The viral clip shows the attacker shouting aggressively at the BLO, using expletives, and repeatedly hitting her. At one point, the woman can be seen slapping a bystander who stepped in to pacify the situation. The assault occurred during door-to-door verification, a process that forms the backbone of the Election Commission’s (EC) revision exercise ahead of the next electoral cycle.
According to preliminary reports, the confrontation began after the woman demanded that the BLO deliver the SIR verification form to her residence. When the form did not arrive at the time she expected, the woman allegedly became abusive. What began as a verbal outburst quickly escalated into a violent attack on the poll officer.
Witnesses stated that a man who tried to intervene was slapped by the assailant. The BLO, though visibly shaken in the video, continued attempting to reason with the woman before being forced to withdraw from the location.
The absence of an FIR has triggered concerns among local civil society groups, who argue that violence against polling staff, already under pressure due to demanding schedules, sets a worrying precedent.
The assault has surfaced at a sensitive moment, as the Election Commission extended the SIR schedule by one week across nine states and three Union Territories. The revision timeline for distributing enumeration forms has now been pushed to December 11, with draft rolls to be published on December 16 instead of December 9. The final electoral rolls will be released on February 14, 2026, a week later than the original deadline of February 7.
The extension also comes amidst political uproar. Opposition parties have criticised the SIR exercise, accusing the Election Commission of rushing the process and placing enormous stress on BLOs and enumerators. Opposition leaders claim that the pressure has contributed to the deaths of at least 40 BLOs, many of them alleged suicides.
The Election Commission has categorically denied these allegations, stating that the SIR exercise is progressing smoothly and that several reports circulating online are “unverified and exaggerated”.

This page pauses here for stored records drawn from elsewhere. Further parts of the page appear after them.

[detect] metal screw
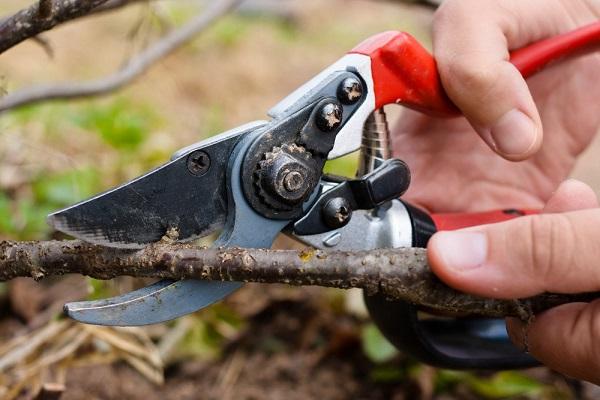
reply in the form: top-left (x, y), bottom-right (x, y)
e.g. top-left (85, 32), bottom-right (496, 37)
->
top-left (317, 103), bottom-right (342, 132)
top-left (337, 78), bottom-right (363, 104)
top-left (323, 197), bottom-right (352, 229)
top-left (283, 171), bottom-right (304, 192)
top-left (187, 150), bottom-right (210, 176)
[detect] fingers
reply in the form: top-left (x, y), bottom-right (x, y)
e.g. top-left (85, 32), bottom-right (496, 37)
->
top-left (433, 0), bottom-right (580, 160)
top-left (543, 179), bottom-right (598, 213)
top-left (428, 181), bottom-right (600, 299)
top-left (507, 300), bottom-right (600, 384)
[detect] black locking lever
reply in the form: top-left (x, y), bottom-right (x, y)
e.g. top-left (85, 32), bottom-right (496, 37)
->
top-left (294, 159), bottom-right (410, 235)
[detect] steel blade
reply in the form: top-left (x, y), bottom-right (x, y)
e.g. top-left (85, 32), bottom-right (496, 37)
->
top-left (64, 130), bottom-right (290, 326)
top-left (64, 280), bottom-right (242, 326)
top-left (48, 122), bottom-right (264, 249)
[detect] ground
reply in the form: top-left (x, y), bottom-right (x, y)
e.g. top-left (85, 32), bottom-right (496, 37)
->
top-left (0, 0), bottom-right (600, 400)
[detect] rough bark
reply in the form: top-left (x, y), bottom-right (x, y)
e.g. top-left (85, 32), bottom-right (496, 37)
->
top-left (0, 0), bottom-right (241, 113)
top-left (0, 241), bottom-right (598, 319)
top-left (0, 0), bottom-right (109, 53)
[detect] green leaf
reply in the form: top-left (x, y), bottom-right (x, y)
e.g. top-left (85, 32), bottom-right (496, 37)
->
top-left (467, 371), bottom-right (544, 399)
top-left (361, 324), bottom-right (398, 363)
top-left (323, 153), bottom-right (358, 178)
top-left (0, 192), bottom-right (16, 235)
top-left (74, 98), bottom-right (158, 151)
top-left (32, 167), bottom-right (100, 208)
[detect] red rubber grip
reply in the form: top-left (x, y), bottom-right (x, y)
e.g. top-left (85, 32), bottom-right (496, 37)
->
top-left (350, 21), bottom-right (600, 116)
top-left (431, 209), bottom-right (539, 231)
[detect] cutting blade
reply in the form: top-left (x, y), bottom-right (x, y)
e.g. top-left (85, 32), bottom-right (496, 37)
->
top-left (48, 122), bottom-right (264, 249)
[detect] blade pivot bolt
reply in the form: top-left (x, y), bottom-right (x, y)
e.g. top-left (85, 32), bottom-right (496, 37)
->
top-left (283, 171), bottom-right (304, 192)
top-left (337, 78), bottom-right (363, 104)
top-left (187, 150), bottom-right (210, 176)
top-left (317, 103), bottom-right (342, 132)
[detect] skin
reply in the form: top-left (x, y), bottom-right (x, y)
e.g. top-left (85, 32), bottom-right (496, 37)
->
top-left (394, 0), bottom-right (600, 384)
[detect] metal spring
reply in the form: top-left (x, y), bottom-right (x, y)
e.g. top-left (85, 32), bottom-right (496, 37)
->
top-left (357, 108), bottom-right (392, 176)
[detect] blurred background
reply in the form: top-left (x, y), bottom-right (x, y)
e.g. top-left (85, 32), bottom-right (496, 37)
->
top-left (0, 0), bottom-right (600, 400)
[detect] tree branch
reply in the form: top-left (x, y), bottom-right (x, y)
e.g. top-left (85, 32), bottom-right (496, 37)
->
top-left (0, 241), bottom-right (598, 319)
top-left (0, 0), bottom-right (109, 53)
top-left (0, 0), bottom-right (241, 113)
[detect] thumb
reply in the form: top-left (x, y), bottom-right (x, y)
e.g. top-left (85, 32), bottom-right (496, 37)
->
top-left (428, 181), bottom-right (600, 299)
top-left (433, 0), bottom-right (552, 160)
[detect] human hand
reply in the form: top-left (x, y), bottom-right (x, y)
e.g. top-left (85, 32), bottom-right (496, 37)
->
top-left (393, 0), bottom-right (600, 383)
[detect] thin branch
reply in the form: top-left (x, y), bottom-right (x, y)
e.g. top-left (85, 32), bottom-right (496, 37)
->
top-left (0, 241), bottom-right (599, 319)
top-left (0, 0), bottom-right (241, 113)
top-left (92, 0), bottom-right (150, 14)
top-left (0, 0), bottom-right (109, 53)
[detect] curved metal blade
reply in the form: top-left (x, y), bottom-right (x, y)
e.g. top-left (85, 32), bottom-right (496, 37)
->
top-left (64, 127), bottom-right (292, 326)
top-left (48, 121), bottom-right (264, 249)
top-left (64, 280), bottom-right (242, 326)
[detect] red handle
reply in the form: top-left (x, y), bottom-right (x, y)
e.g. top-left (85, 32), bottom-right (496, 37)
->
top-left (351, 21), bottom-right (600, 116)
top-left (431, 209), bottom-right (539, 231)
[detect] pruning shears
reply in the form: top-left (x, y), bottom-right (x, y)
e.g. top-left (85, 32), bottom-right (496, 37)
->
top-left (48, 22), bottom-right (600, 369)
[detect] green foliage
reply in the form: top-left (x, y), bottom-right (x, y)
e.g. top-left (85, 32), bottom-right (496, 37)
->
top-left (75, 98), bottom-right (159, 151)
top-left (87, 277), bottom-right (114, 300)
top-left (436, 370), bottom-right (544, 399)
top-left (361, 324), bottom-right (398, 363)
top-left (323, 152), bottom-right (358, 178)
top-left (369, 364), bottom-right (407, 383)
top-left (32, 167), bottom-right (100, 208)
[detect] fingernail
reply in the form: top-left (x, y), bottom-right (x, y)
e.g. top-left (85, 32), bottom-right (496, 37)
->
top-left (491, 109), bottom-right (536, 156)
top-left (434, 232), bottom-right (488, 271)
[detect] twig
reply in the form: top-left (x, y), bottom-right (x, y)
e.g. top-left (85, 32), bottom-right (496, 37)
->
top-left (0, 0), bottom-right (241, 113)
top-left (0, 0), bottom-right (109, 53)
top-left (0, 241), bottom-right (599, 319)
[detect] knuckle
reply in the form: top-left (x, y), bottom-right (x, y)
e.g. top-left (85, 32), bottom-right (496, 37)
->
top-left (528, 214), bottom-right (574, 286)
top-left (571, 301), bottom-right (600, 371)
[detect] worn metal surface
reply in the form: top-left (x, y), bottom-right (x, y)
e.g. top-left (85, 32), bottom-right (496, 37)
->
top-left (269, 54), bottom-right (375, 159)
top-left (48, 123), bottom-right (260, 249)
top-left (64, 134), bottom-right (289, 326)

The SIR currently covers nearly 51 crore electors across major states including Chhattisgarh, Madhya Pradesh, Rajasthan, Gujarat, Kerala, Tamil Nadu, Uttar Pradesh, West Bengal, and several Union Territories. The EC aims to clean and update electoral rolls, verify birthplaces of electors, and help identify foreign illegal migrants as part of the process.
For BLOs like the officer assaulted in Raipur, the door-to-door verification work includes delivering forms, recording voter data, guiding households on documentation, and ensuring correctness of electoral rolls, a task that requires long hours of field visits.